***


– Да, Тревор, очень хорошие камешки, – картавя заявил пожилой ювелир, всматриваясь сквозь толстую лупу в большой круглый бриллиант размером с лесной орех. – Вот этот – само совершенство.

Невысокий седой еврей с поднятыми на волосы очками в роговой оправе в течение пяти минут разглядывал сквозь лупу бриллиант, зажав его тоненьким пинцетом в руках в белых перчатках из хлопчатобумажной ткани.

Он осторожно положил камень и взял следующий из горстки практически одинаковых по размеру и форме камней, россыпью лежащих на чёрном лаковом столе.

– Замечательно! – продолжал восхищаться он. – Огранка изумительная! У всех рундист, словно лезвие… Цветность и чистота – как Божья роса…

Роберт молча наблюдал за работой ювелира.

Со Львом Гольденбергом, ювелиром, эмигрантом из Советского Союза, Тревора несколько лет назад познакомил главный редактор Les Mondes Рошфор, который часто заказывал у него ювелирные изделия.

Лев Гольденберг делал изумительные копии изделий лучших коллекций ювелирных домов Европы.

«Покажите мне фото шедевра, и я сделаю вам в сто раз лучше и ровно вдвое дешевле», – любил повторять старый еврей всякий раз, когда к нему обращались потенциальные клиенты. И действительно, мастером он был непревзойдённым.

– Есть у меня один заказчик, который всё это может взять одним лотом, – не отрывая взгляда от очередного камня, предложил ювелир. – Если с ним хорошо поговорить, то миллионов пять за лот выплатит не раздумывая. А может, и больше.

– Лев, я пока не думал продавать. Мне бы их спрятать где-нибудь на какое-то время.

– Тео, ты не понял, – отвлёкшись от бриллианта и направив свой колючий взгляд на Тревора, мягко сказал ювелир. – Пять миллионов не долларов, а ойро. Это очень большие деньги, друг мой.

– Лев, мне нужно только надёжное место на пару дней, до Рождества. Я живу в отеле и держать их в сейфе крайне опрометчиво.

– Тов5, друг мой, хорошо, – огорчённо вздохнув, ответил ювелир, собирая все камни в зелёный бархатный мешочек. – Ты знаешь, что надёжнее места тебе не найти. А если надумаешь продать, то только скажи, и я всё организую в течение двух-трёх часов.

Через некоторое время после разговора с ювелиром Тревор сидел на открытой террасе небольшого ресторана в самом центре Женевы и за чашкой кофе читал свежие газеты.

К этому времени за его спиной осталась военная служба, о которой напоминала синяя татуировка в форме черепа на левом плече, как аббревиатура разведывательного батальона бригады морской пехоты Французского иностранного легиона, расквартированного в Алжире, и факультет Французского института журналистики при университете «Париж Пантеон-Ассас». В настоящее время он числился специальным военным корреспондентом газеты Les Mondes.

О своём детстве Тревор помнил очень мало и обрывисто, так как его семья всё время куда-нибудь переезжала.

Отец Тревора родом из Подкарпатской Руси6 (это территория современной Закарпатской области Украины), украинский руси́н7. Но в начале Второй мировой войны, когда Закарпатье, входившее в то время в состав Чехословацкой республики, было оккупировано венгерскими войсками, его семья эмигрировала сначала в Прагу, а после войны – во Францию, где в начале семидесятых и родился Тревор. Отец разговаривал с ним исключительно на русинском языке, чтобы тот помнил свои корни. А мать Тревора, учительница французского языка и литературы, настойчиво прививала ему любовь ко всему французскому.

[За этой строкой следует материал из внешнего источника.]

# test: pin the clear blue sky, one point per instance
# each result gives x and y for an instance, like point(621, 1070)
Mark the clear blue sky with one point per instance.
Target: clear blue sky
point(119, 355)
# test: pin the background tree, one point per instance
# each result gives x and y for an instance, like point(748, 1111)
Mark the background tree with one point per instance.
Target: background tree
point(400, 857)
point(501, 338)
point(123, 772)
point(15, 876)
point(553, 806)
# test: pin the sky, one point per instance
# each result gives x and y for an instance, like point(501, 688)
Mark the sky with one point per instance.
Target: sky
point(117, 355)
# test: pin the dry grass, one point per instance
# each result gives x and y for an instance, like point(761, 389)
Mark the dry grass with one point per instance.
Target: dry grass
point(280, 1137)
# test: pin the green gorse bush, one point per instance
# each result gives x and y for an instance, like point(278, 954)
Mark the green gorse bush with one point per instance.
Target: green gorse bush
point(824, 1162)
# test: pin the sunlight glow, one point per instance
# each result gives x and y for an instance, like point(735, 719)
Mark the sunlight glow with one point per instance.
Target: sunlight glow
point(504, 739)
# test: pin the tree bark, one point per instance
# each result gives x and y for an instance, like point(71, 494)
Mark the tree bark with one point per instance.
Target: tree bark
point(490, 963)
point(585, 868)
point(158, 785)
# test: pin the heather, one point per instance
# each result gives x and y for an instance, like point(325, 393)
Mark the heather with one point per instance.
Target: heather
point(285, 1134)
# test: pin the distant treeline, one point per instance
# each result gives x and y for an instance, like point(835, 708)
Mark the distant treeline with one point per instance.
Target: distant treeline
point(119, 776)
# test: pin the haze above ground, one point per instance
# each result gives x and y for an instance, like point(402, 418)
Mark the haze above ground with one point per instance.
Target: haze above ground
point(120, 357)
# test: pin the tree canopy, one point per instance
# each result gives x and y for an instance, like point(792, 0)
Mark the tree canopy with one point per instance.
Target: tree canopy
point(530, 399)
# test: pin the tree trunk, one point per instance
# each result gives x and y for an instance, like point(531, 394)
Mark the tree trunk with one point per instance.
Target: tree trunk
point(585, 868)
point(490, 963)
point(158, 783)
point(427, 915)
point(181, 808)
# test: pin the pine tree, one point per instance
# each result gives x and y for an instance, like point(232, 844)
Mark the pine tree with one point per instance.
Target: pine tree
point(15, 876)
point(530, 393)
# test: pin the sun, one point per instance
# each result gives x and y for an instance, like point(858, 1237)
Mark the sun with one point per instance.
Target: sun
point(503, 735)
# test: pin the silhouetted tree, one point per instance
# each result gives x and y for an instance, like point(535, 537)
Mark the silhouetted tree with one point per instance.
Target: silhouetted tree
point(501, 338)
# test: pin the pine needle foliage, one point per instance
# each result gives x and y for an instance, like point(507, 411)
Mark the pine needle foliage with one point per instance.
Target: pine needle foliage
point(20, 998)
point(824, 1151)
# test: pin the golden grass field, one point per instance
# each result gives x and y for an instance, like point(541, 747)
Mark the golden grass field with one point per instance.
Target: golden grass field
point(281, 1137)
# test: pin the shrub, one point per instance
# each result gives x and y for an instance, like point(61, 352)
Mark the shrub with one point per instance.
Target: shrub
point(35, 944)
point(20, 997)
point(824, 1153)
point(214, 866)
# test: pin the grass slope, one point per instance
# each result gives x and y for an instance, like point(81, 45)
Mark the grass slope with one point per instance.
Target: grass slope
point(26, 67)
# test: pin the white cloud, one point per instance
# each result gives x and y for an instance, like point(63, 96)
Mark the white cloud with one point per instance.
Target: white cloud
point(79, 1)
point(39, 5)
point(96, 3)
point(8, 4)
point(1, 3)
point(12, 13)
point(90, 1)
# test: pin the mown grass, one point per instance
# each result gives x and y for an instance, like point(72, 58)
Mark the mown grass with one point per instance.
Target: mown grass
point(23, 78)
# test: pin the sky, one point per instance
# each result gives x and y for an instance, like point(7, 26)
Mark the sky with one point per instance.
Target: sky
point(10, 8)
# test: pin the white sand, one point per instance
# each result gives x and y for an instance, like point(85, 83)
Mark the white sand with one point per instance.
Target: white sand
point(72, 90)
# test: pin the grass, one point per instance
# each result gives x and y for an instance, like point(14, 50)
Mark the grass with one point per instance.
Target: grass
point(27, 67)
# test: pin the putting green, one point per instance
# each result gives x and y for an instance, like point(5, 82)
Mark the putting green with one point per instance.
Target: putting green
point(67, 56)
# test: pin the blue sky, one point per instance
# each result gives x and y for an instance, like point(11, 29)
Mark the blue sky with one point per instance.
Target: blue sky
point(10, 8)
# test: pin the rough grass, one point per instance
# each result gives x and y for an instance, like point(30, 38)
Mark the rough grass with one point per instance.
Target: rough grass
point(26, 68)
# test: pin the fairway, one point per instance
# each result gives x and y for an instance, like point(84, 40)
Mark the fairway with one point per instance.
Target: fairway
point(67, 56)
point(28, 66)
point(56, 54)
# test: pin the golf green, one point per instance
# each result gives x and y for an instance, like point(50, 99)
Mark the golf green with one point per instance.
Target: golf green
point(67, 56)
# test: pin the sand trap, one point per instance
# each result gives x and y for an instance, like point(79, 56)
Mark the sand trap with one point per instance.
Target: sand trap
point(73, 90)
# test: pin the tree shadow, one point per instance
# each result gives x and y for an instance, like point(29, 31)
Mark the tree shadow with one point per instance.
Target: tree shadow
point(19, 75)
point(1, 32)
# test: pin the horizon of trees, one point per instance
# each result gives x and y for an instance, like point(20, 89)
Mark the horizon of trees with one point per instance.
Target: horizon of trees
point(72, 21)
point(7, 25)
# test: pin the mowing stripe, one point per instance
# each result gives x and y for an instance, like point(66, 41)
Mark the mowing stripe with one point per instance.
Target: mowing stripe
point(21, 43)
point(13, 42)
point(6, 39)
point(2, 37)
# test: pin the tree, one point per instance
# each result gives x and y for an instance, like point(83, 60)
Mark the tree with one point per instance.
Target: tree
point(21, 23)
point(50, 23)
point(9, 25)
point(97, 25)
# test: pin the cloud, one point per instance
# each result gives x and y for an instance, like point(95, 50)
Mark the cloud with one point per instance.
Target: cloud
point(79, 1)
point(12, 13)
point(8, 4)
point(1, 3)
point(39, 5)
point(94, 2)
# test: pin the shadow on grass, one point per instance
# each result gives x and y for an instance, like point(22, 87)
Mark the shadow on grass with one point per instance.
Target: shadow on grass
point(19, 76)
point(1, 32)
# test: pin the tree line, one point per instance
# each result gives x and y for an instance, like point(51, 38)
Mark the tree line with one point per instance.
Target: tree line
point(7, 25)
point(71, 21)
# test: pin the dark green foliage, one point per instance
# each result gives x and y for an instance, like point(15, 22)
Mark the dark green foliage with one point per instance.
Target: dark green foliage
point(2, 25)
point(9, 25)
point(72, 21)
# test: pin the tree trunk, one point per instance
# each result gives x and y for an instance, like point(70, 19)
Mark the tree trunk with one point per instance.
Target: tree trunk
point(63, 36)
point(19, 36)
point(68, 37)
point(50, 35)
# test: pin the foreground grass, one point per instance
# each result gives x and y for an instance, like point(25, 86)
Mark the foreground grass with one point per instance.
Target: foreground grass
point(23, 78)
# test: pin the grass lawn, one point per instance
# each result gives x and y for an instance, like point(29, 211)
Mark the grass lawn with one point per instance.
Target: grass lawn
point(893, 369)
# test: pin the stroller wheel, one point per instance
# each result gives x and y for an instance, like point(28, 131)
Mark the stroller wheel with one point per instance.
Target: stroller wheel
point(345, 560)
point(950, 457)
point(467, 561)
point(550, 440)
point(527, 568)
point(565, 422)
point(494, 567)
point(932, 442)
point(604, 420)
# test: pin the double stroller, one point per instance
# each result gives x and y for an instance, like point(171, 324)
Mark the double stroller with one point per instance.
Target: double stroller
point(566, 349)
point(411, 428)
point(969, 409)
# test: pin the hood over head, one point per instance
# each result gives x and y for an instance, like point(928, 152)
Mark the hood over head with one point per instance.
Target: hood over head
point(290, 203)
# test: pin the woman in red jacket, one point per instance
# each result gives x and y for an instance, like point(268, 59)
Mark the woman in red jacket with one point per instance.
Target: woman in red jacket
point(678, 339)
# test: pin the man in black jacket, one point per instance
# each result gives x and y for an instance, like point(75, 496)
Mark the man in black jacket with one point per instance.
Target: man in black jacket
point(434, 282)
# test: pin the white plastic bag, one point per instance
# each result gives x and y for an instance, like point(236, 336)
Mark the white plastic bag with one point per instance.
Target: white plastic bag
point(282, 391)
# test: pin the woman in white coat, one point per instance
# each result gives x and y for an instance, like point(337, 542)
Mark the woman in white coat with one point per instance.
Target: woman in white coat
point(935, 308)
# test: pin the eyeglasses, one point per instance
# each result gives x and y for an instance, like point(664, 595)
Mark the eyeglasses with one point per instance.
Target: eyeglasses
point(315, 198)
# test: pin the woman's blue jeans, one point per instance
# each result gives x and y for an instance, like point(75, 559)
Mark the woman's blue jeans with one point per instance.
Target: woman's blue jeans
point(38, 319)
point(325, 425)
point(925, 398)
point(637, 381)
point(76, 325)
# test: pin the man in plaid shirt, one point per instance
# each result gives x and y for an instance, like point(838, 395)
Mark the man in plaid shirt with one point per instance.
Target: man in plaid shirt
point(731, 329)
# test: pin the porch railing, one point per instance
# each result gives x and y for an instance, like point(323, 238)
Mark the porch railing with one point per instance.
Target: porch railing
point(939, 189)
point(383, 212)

Отец, как специалист по строительству отелей, постоянно находился в длительных командировках в разных странах. Часто забирал с собой и свою семью. Поэтому детские воспоминания Тревора сводились к пожелтевшим цветным и чёрно-белым фотокарточкам на фоне бедных рынков Индии, островов и храмов Таиланда, песков Ближнего Востока, нескончаемых строительных площадок Гонконга, Дубая и Бангкока. В детстве Тревор так свыкся с постоянными переездами, путешествиями, постоянными переменами, что, даже вступив во взрослую жизнь, представить себя клерком, работающим в одном и том же офисе постоянно на одном и том же месте, он не мог. Это и стало причиной его увлечения журналистикой.